A MALE teacher caressed the back and shoulders of a young girl during a school hall talk, a court heard yesterday.
Neil Francis, 33, denies eight counts of sexual assault against three girls under 13 at a North Yorkshire primary school.
It is alleged that Mr Francis, currently suspended from the school where the three girls were pupils, touched, stroked or rubbed their arms, legs, back and hair a number of times.
Yesterday, a teaching assistant and another teacher told Teesside Crown Court how they both saw him stroking the back and shoulders of a pupil during a talk in the school hall.
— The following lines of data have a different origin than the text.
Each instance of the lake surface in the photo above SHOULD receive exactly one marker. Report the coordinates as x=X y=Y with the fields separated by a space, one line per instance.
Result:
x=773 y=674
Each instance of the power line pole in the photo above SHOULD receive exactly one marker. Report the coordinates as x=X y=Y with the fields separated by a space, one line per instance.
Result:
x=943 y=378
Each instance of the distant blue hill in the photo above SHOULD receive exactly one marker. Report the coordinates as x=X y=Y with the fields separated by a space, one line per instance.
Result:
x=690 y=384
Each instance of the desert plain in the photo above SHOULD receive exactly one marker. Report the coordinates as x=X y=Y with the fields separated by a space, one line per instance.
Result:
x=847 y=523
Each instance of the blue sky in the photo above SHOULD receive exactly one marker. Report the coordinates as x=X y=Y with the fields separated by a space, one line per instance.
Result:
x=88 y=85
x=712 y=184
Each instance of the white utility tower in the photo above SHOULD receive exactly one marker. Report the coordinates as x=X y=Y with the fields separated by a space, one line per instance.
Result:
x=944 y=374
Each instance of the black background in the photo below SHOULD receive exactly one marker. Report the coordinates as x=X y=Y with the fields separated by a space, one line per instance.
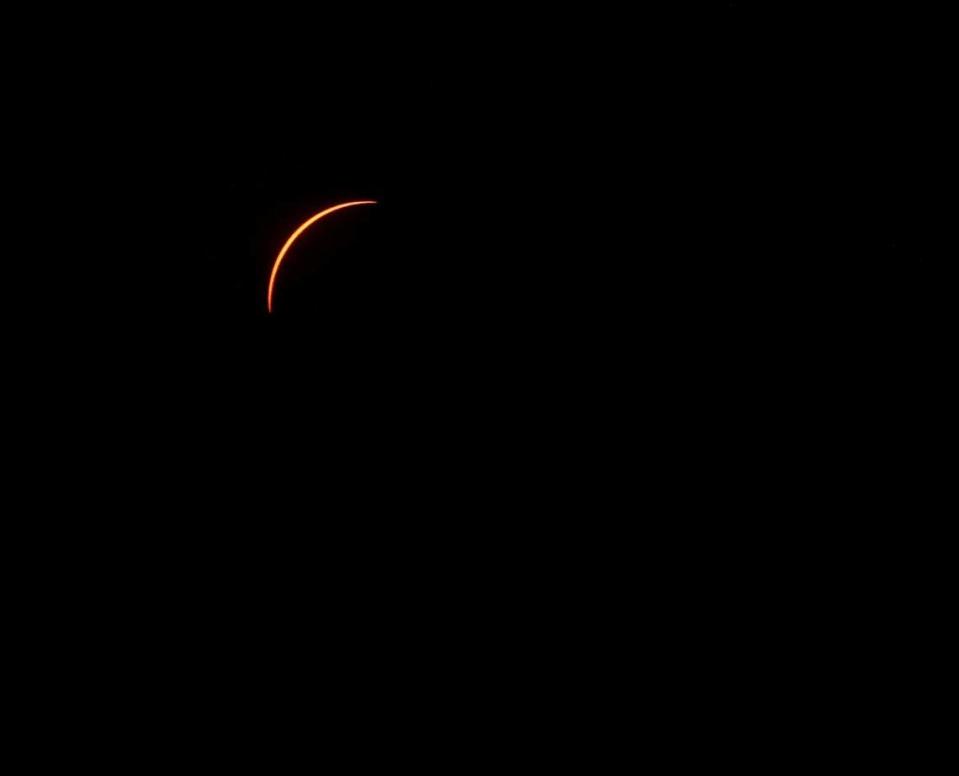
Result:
x=594 y=234
x=629 y=271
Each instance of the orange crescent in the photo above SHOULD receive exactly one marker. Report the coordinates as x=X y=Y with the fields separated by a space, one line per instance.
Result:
x=300 y=229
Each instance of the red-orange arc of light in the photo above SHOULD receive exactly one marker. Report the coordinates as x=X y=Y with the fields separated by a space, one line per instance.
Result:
x=299 y=230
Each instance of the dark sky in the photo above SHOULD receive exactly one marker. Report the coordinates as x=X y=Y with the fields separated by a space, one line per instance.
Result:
x=646 y=287
x=574 y=212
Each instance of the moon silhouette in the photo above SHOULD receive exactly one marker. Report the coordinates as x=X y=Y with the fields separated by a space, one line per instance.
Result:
x=299 y=230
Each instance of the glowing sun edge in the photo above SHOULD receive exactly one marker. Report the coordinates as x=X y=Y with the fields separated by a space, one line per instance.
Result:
x=300 y=229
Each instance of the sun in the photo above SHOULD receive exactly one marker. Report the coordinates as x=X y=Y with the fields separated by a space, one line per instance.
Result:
x=293 y=237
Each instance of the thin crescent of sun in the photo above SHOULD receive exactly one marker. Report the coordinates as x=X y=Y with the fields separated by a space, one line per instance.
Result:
x=299 y=230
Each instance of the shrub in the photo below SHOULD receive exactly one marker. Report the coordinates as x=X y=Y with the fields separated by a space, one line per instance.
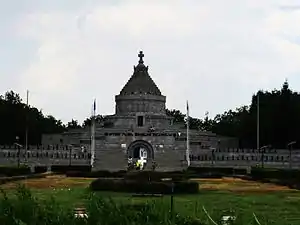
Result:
x=14 y=171
x=96 y=174
x=281 y=174
x=136 y=186
x=4 y=180
x=216 y=172
x=156 y=176
x=66 y=168
x=24 y=208
x=40 y=169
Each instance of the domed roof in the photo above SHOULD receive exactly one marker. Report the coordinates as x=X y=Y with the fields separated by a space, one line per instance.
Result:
x=140 y=82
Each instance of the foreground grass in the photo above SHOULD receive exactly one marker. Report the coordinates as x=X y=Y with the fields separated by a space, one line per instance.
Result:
x=274 y=205
x=273 y=208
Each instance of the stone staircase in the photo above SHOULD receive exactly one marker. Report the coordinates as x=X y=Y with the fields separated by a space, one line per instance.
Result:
x=113 y=160
x=169 y=160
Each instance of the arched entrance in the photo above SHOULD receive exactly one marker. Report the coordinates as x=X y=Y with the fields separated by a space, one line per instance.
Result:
x=140 y=148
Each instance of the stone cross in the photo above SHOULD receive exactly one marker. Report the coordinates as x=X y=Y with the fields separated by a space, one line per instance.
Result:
x=141 y=55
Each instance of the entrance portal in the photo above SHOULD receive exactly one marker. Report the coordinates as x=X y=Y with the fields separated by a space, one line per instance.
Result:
x=140 y=148
x=141 y=152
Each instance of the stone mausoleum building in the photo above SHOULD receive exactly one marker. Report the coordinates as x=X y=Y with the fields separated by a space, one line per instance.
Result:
x=141 y=127
x=140 y=123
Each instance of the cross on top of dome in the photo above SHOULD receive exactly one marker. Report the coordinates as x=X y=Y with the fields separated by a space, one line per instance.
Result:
x=141 y=55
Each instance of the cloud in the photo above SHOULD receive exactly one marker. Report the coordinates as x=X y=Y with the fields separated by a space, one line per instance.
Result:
x=214 y=54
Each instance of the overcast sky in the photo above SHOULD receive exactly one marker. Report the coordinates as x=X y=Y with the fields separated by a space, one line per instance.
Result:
x=215 y=53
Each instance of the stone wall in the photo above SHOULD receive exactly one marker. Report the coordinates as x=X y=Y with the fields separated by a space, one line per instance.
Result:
x=113 y=157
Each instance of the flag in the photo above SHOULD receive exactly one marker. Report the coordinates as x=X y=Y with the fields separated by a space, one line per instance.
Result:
x=187 y=106
x=187 y=110
x=94 y=105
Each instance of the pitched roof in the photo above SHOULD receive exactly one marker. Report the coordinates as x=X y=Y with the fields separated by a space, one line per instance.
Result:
x=140 y=82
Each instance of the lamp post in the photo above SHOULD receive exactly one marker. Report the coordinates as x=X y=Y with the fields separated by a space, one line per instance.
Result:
x=19 y=147
x=262 y=151
x=70 y=154
x=290 y=147
x=212 y=155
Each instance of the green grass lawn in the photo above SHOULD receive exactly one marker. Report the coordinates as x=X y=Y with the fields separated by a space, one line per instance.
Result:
x=273 y=207
x=276 y=208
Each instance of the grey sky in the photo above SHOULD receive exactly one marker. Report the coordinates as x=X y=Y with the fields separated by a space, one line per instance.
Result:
x=214 y=53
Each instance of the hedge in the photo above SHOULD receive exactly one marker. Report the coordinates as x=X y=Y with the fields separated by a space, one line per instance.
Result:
x=281 y=174
x=156 y=176
x=40 y=169
x=9 y=171
x=135 y=186
x=216 y=171
x=66 y=168
x=96 y=174
x=4 y=180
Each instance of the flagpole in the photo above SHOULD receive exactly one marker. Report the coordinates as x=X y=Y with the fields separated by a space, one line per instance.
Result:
x=93 y=134
x=187 y=135
x=26 y=129
x=257 y=125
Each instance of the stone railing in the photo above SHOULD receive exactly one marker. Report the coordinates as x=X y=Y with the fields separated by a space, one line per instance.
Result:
x=43 y=157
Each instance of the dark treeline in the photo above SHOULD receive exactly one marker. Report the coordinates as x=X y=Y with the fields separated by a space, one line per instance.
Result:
x=279 y=120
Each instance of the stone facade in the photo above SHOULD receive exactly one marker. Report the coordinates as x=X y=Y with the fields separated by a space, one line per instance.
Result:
x=140 y=122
The teaching assistant described it as a “caress”, but did not challenge him immediately, instead reporting it to her head of department a fortnight later.
Asked by Peter Makepeace, defending, why this was so, she said: “It was not my place.”
The teacher told the jury she saw Mr Francis run his finger along the girl’s shoulders.
“There was a time when the relationship was not as much teacher/pupil as it should have been,” she added.
The court heard how one of the girls told her mother that Mr Francis had said to her: “What goes on in the classroom stays in the classroom.”
When asked by her mother if Mr Francis had ever touched her intimately, she said: “Yes, sometimes, but I don’t want to talk about it.”
The girl’s mother said she realised something was wrong when her daughter refused to go to school, since she “always loved school”.
Mr Francis, of Castlemartin, Ingleby Barwick, near Stockton, was interviewed by police, but not until a year after the allegations were made against him.
He told officers he had once held hands with a girl at the school, but only after she put her hand into his as they walked across a playground.
He said he would put his arm around a pupil if they were upset, but denied ever having stroked a pupil on any part of their body.
He denied having a sexual interest in children or abusing a position of trust, saying he could think of no reason why the allegations had been made. The trial continues.